With this, I smiled and left, completely ready for my new job. And it was not easy. You cannot imagine the time and energy that it took. . . .
I knocked on the door of every house and spoke to every woman. I spent about four or five days trying to convince them—them and their husbands. They were not educated, and they did not know how to think for themselves. The first objection concerned security: “If she becomes a member of the shura, it will concern the Taliban.”
But we quickly arrived at the heart of the problem: their husbands. They were not prepared to let them go out and into the public, even to the homeless, in their burqas. The names of their wives would be included in a public document, and this—this is not acceptable. Shame—the word constantly comes back. The Pashtun traditions do not yield anything for the amakrasi. Quite the opposite! The amakrasi advocated the equality of women—many said this is anarchy and that it must be avoided at all costs.
After four months of never-ending discussions, I lost my voice and gained weight. All over! In each home, I took advantage of the Afghan hospitality. I was greeted with trays of dried fruit: dried dates, apricots, grapes. With almonds—just the sound of the word—I love it! And delicious pastries. We emptied dozens of glasses of tea while talking about the situation of the country, the political and economical problems, foreign soldiers who we thought were really very strange.
I never lost the weight that I gained during those four months, and yet I was walking! I was walking through all the villages in the district. I became even better known. I was Hukomkhan, the man at the heart of a woman, the woman who is as courageous as a man. The men let me enter their homes and talk to their women. The women would listen to me and gave me confidence. And in the end, 150 followed me! This seems small: 300,656 adults lived in the district of Tanai at that time, and approximately 200,000 of these were women. I think I met every one of them! But I was proud of the 150 women who had braved the eyes of judgment, the threats, and the fear. However, again, I was not finished.

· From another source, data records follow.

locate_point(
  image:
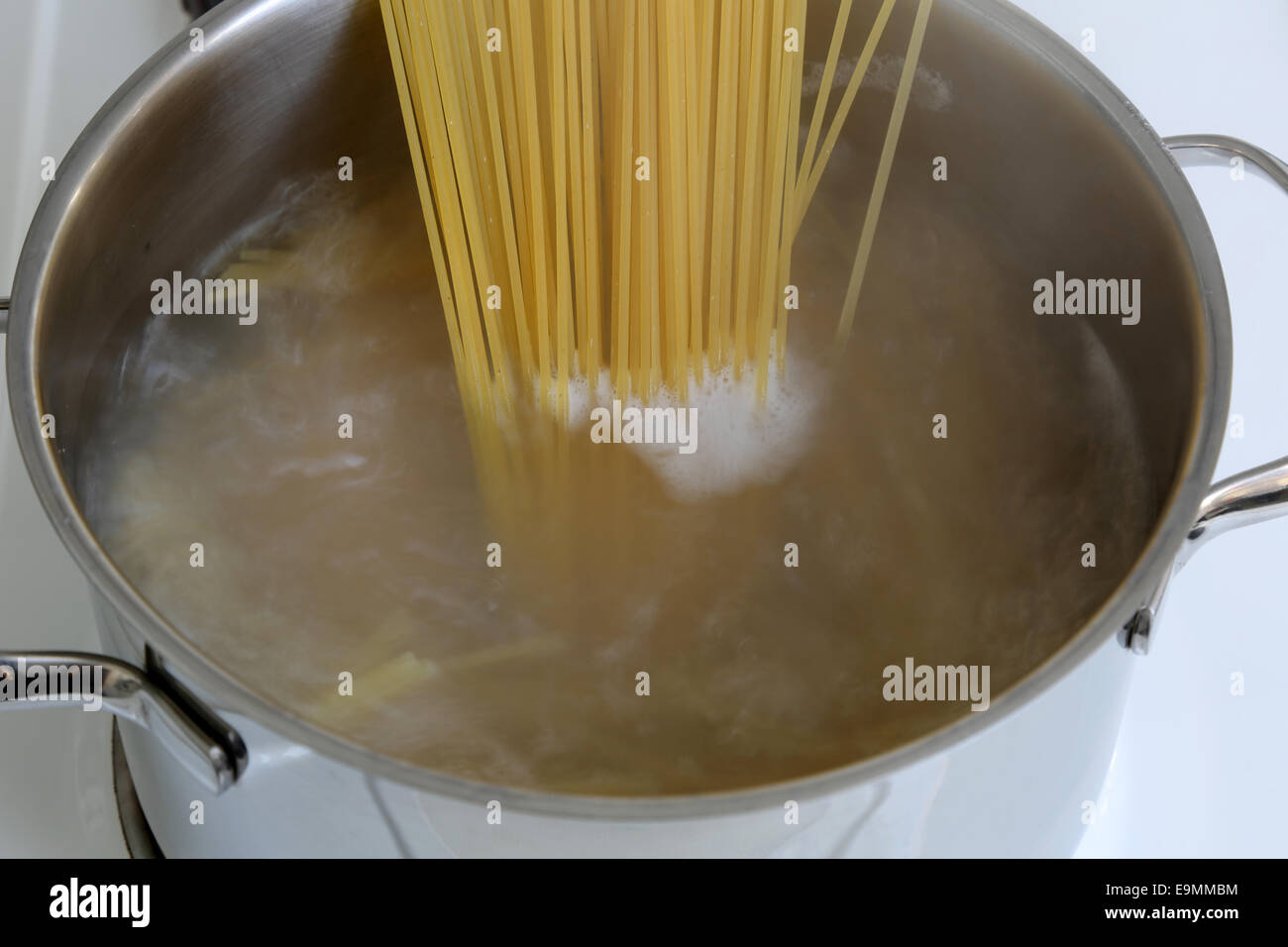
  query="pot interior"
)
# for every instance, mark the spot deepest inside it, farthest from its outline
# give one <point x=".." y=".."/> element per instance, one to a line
<point x="325" y="554"/>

We created three groups, according to the tribes to which they belonged. It is impossible to confuse these three tribes, and you must speak to them separately. Two things nevertheless bring them together: they all wear the burqa, and they all have almost the same problems. After thirty years of war, women were even weaker than before. The conflicts had affected the whole of society, and women in particular. Many of them had lost their husbands—that was probably why they were able to come out! And they had no one to help them. These widows were the dregs of society: without protection, some had come to beg. They were asking for assistance from the government and the international community.
I listened to them patiently. I could not take note of their concerns, because I did not know how to write, but I recorded everything in my head. I encouraged them when they were reluctant to deliver:
“I’m here to listen to you. I will go talk to the government and ask for answers; I will convince them to help you. We will all get out of it. Today we are back, we women; we will rebuild our country, and we will rebuild ourselves.”
I spoke to them as equals, and yet I was dressed as a man. But they did not have any problems—they knew that I was one of them. One day, an old woman said to me in front of the entire assembly:
“Thank you for this that you have done for us, Ukmina. You remind me of someone, I must tell you. Have you heard of Badgai?”
I believe that my heart stopped beating for a second. An eternity.
“I know who Badgai is. Have you met her?”
“Yes, she was a brave woman, like you.”
“But you saw her—where and when?”
“Oh it was a very long time ago! You were but a child then. She was already old; her face was very wrinkled, and her body was wearing out. She could no longer walk; she spent her days on a wooden chair surrounded by villagers who came to speak to her. Some came from very far to meet her; they asked her to tell her story. And she told them the story of her exploits; she still had a beautiful voice, strong and assured, and her eyes, even at that time, were illuminated.”